The prize is a response to the increasing threat posed by antimicrobial resistance (AMR), or the evolution of pathogens to beat existing essential drugs. Countries are due to hold talks on tackling AMR on the sidelines of the annual UN General Assembly in September.

“Without antibiotics, modern medicine as we know it is in real danger of collapse,” said Dame Sally Davies, UK Special Envoy on AMR and a Longitude committee member. “The prize winner will help healthcare workers around the world make the best decisions for their patients with confidence that they are prescribing the right drug, first time.”

AMR, which has been stoked by the careless use and disposal of existing antibiotics, contributed to almost 5mn deaths worldwide in 2019, according to a 2022 study. Climate change is forecast to intensify its development, as higher temperatures speed bacterial growth and disasters such as flooding spread antibiotic-resistant pathogens.

Sysmex uses a smartphone-sized cartridge to analyse samples of less than half a millilitre © Sysmex Astrego

Sysmex Astrego has focused initially on urinary tract infections because they are so common, afflicting an estimated 50-60 per cent of women during their lifetimes. It is thought that up to half the bacteria that cause the conditions are resistant to one or more antibiotics.

Deploying technology from Sweden’s Uppsala university, Sysmex uses a smartphone-sized cartridge to analyse tiny samples of less than half a millilitre. Tests suggest it can detect a bacterial infection in 15 minutes and identify the right antibiotic to treat it in 45. Like other emerging technologies up for the Longitude AMR prize, it has potential to be developed to detect other kinds of infection.

Sysmex’s system is on the market in Europe and being considered by UK regulators for adoption in the country’s National Health Service.

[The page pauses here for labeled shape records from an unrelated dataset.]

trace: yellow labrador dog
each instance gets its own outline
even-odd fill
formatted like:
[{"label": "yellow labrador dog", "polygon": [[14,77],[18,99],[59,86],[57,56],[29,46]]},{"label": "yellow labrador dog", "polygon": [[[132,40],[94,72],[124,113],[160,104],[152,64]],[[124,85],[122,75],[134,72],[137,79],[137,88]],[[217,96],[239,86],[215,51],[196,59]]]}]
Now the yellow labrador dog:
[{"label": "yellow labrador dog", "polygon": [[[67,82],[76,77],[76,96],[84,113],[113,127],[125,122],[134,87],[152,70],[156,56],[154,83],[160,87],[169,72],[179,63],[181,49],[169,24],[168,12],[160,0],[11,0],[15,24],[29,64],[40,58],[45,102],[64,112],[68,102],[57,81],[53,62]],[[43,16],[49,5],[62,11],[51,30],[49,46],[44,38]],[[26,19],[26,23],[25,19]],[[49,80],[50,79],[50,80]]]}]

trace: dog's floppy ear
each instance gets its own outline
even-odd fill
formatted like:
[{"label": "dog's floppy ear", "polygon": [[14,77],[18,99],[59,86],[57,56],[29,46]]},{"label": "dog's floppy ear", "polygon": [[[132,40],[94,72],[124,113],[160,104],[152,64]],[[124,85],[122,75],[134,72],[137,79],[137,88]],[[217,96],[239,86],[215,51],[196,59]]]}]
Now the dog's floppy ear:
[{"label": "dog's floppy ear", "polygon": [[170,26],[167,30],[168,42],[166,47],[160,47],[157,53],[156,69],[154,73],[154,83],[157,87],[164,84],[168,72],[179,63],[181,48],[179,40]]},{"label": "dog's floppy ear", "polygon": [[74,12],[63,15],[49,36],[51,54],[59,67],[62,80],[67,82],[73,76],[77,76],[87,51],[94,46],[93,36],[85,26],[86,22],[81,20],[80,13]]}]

Mikael Olsson, Sysmex’s co-founder and chief executive, said the company’s goal was “to be able to roll this technology to as many parts of the world as possible”. It costs about €4,750 for the analysis equipment and €29 per cartridge test, but Sysmex hopes more sales of the product will enable it to scale up manufacturing and reduce prices.

“[The set-up] is very user friendly,” Olsson said. “It’s just plug and play and quite small compared to a lot of the lab systems — so it should be applicable in quite a lot of different settings.”

Another Longitude Prize contender, made by British company Llusern Scientific, aims to ease the problem of antibiotics being prescribed even when no infection is present. It can rapidly confirm the presence of the six most common pathogens that cause 85 per cent of urinary tract infections.

Emma Hayhurst, Llusern’s co-founder and chief executive, said the company had been in talks about licensing production of the technology to Indian manufacturers. She said AMR was “pretty terrifying” but welcomed the renewed focus on it after the Covid-19 pandemic.

“It’s obviously on people’s agenda but there are still some chronic misunderstandings about what it is and what the impact will be on us,” she said. “But I do think governments are beginning to take it seriously.”

The Longitude Prize is funded by Innovate UK, a government agency, and Nesta, a British foundation that works in areas such as health, climate and education. India’s Biotechnology Industry Research Assistance Council and pharmaceutical companies including UK-based GSK and Merck & Co of the US provided funding for entrants’ international development efforts.